If I had looked into the matter more closely, I would have moved beyond the rhetoric that often clouds our judgment. Simple research would have shown how the lobby's ... blah blah ... has no impact, but we are devoted ... whatever ... to a world-class ensemble in the future ... yada yada.
There. Just anticipating the letter to the editor telling me I don't know what I'm talking about.
Fine. Ample precedent exists. Nevertheless, here's an unsolicited message to the Minnesota Orchestra management about the lockout:
Stand your ground. Don't give in. Sure, we have a peerless cadre of world-renowned musicians who preserve and reanimate the most sophisticated, complex cultural tradition of Western civilization. But they've forgotten what it's like to have that burning fire that drove them into music in the first place.
They're pampered. They're soft. There's too many of them, too. I'm sure you've been to the concerts: There's huuuuge stretches where some of the players are just sitting there waiting for something to do. Don't tell me that horn section can't hustle over and pick up a fiddle during a languid adagio.
I've been in the Orchestra Hall locker room. You know what they have by the sinks? An electric shoe-polishing machine. Ask yourself if anyone you know has an electric shoe-polishing machine. It even has a red brush, in case the Vienna Clown Symphony shows up.

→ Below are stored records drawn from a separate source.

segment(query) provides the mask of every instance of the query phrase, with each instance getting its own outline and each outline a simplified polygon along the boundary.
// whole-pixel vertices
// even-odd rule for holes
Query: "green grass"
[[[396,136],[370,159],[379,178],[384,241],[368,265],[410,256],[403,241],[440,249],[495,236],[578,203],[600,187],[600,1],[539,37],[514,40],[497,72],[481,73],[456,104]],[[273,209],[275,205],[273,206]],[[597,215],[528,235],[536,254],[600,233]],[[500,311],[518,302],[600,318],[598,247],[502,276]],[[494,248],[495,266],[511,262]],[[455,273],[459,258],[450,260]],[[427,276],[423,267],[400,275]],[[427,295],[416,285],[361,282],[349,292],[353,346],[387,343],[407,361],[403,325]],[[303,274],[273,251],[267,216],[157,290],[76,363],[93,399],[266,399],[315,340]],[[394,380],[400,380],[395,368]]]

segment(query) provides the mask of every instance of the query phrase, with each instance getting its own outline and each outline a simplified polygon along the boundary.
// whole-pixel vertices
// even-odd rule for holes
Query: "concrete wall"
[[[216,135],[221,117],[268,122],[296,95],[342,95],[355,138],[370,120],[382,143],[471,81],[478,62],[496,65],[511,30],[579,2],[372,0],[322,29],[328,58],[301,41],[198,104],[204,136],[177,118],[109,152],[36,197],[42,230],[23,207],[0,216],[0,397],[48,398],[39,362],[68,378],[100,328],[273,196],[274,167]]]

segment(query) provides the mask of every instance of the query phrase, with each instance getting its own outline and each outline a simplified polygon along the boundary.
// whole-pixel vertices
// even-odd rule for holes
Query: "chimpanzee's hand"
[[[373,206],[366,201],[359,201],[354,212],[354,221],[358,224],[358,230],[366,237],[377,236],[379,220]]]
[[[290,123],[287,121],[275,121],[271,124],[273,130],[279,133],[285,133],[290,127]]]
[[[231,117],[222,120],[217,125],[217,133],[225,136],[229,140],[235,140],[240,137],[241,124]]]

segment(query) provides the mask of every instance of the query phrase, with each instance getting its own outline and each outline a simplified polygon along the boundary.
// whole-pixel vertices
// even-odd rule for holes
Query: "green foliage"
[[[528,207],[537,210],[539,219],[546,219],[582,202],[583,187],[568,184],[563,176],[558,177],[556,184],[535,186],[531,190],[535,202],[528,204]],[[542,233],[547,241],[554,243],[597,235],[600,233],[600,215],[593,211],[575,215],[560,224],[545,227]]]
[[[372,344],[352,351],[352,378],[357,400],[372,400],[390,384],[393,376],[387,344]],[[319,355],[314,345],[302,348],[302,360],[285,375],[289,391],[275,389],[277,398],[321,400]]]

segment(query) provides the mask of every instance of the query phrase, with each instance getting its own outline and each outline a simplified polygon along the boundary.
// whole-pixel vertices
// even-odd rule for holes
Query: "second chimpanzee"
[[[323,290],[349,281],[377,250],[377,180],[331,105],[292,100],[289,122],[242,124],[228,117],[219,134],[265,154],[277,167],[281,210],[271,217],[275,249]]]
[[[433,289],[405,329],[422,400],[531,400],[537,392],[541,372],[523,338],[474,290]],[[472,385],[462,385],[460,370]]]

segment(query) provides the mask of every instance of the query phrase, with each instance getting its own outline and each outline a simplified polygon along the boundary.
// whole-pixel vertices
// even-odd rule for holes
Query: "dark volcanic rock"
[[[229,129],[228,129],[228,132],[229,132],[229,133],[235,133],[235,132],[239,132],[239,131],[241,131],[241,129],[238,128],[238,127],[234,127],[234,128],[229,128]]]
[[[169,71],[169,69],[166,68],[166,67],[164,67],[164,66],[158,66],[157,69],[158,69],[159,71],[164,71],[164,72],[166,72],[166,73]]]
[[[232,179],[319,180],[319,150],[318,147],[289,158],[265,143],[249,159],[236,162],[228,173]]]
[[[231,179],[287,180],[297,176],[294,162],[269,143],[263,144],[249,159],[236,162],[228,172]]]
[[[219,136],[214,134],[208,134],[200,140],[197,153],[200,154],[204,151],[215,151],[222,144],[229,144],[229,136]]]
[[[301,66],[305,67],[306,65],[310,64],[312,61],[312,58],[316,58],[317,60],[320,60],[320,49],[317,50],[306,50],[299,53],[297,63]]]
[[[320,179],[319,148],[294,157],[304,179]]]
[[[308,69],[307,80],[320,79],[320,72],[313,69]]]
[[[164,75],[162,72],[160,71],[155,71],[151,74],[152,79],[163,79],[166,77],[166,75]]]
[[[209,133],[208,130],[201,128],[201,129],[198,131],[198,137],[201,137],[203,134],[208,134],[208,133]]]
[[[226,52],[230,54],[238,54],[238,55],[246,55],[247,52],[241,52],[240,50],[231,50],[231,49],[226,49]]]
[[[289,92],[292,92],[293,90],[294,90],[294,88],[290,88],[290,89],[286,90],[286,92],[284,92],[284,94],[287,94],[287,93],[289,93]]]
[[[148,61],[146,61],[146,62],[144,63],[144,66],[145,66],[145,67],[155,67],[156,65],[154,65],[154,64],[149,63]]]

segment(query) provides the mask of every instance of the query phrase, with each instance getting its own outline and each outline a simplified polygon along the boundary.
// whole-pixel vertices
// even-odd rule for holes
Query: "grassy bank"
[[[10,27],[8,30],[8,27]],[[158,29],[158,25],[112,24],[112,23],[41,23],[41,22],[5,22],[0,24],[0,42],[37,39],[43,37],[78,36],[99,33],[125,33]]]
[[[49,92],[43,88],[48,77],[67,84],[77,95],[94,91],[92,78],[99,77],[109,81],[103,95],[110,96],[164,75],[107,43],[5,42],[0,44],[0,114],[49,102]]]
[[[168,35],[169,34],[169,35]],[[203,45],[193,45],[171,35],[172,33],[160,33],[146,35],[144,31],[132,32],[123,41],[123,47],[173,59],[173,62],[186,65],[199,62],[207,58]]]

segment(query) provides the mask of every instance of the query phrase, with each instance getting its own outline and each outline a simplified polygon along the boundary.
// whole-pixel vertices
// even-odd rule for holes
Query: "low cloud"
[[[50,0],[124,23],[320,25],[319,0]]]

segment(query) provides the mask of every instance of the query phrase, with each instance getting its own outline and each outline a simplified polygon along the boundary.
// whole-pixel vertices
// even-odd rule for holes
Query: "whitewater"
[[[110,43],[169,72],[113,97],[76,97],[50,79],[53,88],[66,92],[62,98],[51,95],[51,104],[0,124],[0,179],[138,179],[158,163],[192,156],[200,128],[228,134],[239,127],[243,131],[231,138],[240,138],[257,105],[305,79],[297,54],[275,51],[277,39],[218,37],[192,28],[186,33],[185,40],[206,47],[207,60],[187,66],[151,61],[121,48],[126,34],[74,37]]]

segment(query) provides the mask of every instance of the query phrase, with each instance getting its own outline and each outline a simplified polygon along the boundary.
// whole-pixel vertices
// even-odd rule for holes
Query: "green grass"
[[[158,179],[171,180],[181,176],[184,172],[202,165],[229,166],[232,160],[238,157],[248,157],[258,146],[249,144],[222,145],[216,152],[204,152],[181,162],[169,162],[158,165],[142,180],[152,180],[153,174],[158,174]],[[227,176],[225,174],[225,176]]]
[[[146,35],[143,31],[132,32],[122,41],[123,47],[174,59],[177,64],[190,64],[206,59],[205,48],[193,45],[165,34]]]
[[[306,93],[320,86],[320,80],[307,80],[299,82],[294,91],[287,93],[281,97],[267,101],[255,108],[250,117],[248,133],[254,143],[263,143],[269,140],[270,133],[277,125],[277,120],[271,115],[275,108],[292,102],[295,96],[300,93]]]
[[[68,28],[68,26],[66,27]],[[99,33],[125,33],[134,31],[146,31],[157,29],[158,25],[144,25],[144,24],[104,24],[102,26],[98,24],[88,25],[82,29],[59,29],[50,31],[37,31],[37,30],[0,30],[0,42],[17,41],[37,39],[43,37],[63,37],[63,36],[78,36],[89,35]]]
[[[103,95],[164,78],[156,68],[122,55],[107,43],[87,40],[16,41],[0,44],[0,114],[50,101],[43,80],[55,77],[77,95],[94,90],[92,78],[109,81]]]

So remind them what it was like when they got into the music racket, dreaming of chauffeurs and tuxedos, living on ramen noodles while they honed their skills. What was their burning desire? Bingo: to perform in a hall with an incredible lobby.
That's why the expenditure of $50 million on Orchestra Hall's lobby is such a marvelous thing: It's the most important part of the concert-going experience. You'll still have to sit through a bunch of notes coming at you like bees, but you know when it's done you get to stand in a lobby and slam back some wine in a world-class space.